José logró seguirlos a costa de no pocos esfuerzos.

—¡Que el diablo se lleve todos los torpedos de estas islas! —dijo, dejándose caer al suelo.

—¡Los torpedos! —exclamó Juan—. Si hubieran estallado, a estas horas no nos contaríamos en el mundo de los vivos.

—No son los torpedos que se usan en la guerra —repuso José, riendo—. Son peces endiablados, parecidos a las rayas, y que tienen en su cuerpo una verdadera batería eléctrica.

—Y ¿dónde estaban escondidos esos peces?

—En la arena. Cuando el agua se retira, tienen la mala costumbre de ocultarse en los bancos, en espera de la marea que vuelva a ponerlos a flote.

—De modo que los desgraciados que los tocan…

—Saltan como si padecieran el baile de San Vito —dijo José.

—Y no son mal bocado —añadió Sao-King—. He pescado algunos como ésos en los mares de la China.

—Y, además, no podrán hacernos ahora mucho daño —agregó el marinero—, porque deben de haber agotado su energía eléctrica.

—Es casi mediodía —dijo Juan, mirando al reloj—; de modo que almorcemos. Lo mismo da detenernos aquí que más adelante.

—Entonces podemos permitirnos el lujo de un asado —dijo José—. La punta septentrional no está muy lejana, y, para no ser descubiertos, es preferible llegar allí después de puesto el sol. Sao-King, si no teme usted las sacudidas, vamos a desenterrar el almuerzo.

—Mientras tanto, encenderé el fuego —dijo Juan.

—Entre algún matorral muy espeso —aconsejó el marinero—. Los salvajes podrían ver el humo y venir a estropearnos la digestión.

Provistos de dos palos, el chino y el holandés volvieron al banco, avanzando lentamente para no recibir otra descarga.

Llegados al sitio donde habían caído, comenzaron a levantar la arena; pero apenas abrieron un agujero, ambos sufrieron una sacudida, aunque poco intensa.

—Los torpedos están escondidos aquí debajo —dijo el marinero.

Ensancharon rápidamente la excavación, y pronto vieron agitarse en el fondo de ella un pez plano, casi de un metro de largo. Sao-King levantó el palo, pero el marinero le contuvo.
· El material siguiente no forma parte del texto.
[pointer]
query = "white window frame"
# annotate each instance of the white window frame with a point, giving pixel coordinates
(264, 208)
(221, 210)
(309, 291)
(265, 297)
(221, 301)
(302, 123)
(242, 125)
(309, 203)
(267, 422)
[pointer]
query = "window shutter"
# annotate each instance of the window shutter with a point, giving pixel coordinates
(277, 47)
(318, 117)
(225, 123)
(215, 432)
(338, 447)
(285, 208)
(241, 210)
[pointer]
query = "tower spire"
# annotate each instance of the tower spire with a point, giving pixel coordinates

—¡Poco a poco! —dijo—. Va usted a recibir otra descarga.

—¡Una más o menos, poco me importa! —repuso el chino.

—Podemos evitarla.

Cogió el cuchillo y con maravillosa destreza lo lanzó contra el torpedo, pasándolo de parte a parte.
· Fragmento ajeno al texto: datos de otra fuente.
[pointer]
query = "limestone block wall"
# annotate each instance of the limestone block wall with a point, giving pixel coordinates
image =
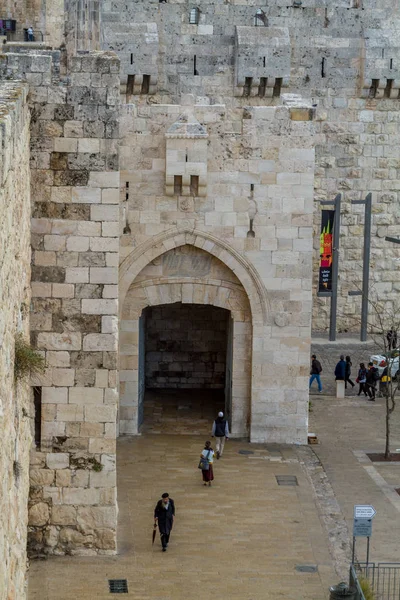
(75, 231)
(186, 346)
(16, 410)
(344, 58)
(183, 272)
(256, 219)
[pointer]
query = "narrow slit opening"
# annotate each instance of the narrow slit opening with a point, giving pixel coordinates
(262, 87)
(277, 87)
(37, 403)
(374, 88)
(145, 84)
(388, 88)
(130, 85)
(178, 184)
(194, 185)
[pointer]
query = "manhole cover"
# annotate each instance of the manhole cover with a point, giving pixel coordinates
(286, 479)
(307, 568)
(118, 586)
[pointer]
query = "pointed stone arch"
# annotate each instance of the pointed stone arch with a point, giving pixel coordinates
(175, 237)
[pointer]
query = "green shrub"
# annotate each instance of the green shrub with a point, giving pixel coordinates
(26, 360)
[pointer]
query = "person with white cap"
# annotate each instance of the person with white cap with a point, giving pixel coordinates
(220, 431)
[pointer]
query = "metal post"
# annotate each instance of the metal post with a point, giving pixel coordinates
(367, 245)
(335, 269)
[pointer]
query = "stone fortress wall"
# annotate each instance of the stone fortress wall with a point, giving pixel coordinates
(16, 412)
(344, 56)
(218, 155)
(75, 248)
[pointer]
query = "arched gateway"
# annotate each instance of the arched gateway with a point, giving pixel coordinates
(186, 268)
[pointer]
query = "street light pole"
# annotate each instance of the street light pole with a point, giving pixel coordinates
(393, 240)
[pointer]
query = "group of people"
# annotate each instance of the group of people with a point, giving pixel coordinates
(164, 512)
(367, 377)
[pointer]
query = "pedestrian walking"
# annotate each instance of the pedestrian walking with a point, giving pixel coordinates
(348, 373)
(315, 373)
(371, 378)
(164, 515)
(391, 337)
(384, 383)
(362, 380)
(206, 462)
(220, 430)
(340, 369)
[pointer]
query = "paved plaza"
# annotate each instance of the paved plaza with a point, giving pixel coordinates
(244, 537)
(348, 429)
(240, 539)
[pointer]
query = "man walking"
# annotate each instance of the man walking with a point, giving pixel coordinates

El pez se agitó un instante, descargando inútilmente su batería eléctrica, y luego quedó inmóvil.

—¡Ya tenemos bastante! —dijo José—. Nos quedará también para la cena.

Agarró al pez por la cola y lo arrastró por el banco hasta llegar a donde Juan los esperaba después de haber encendido una hoguera en una espesura de gigantescas araucarias.

—Aquí está el almuerzo —dijo José—. Si no fuera bastante, aún encontraríamos más entre la arena.

—¡Ah! ¡Veamos! —exclamó Juan, mirando con curiosidad la presa—. ¿Es realmente uno de esos animales que nos han hecho danzar?

—Es un verdadero torpedo, señor —respondió José—. En cuestión de peces, soy entendido.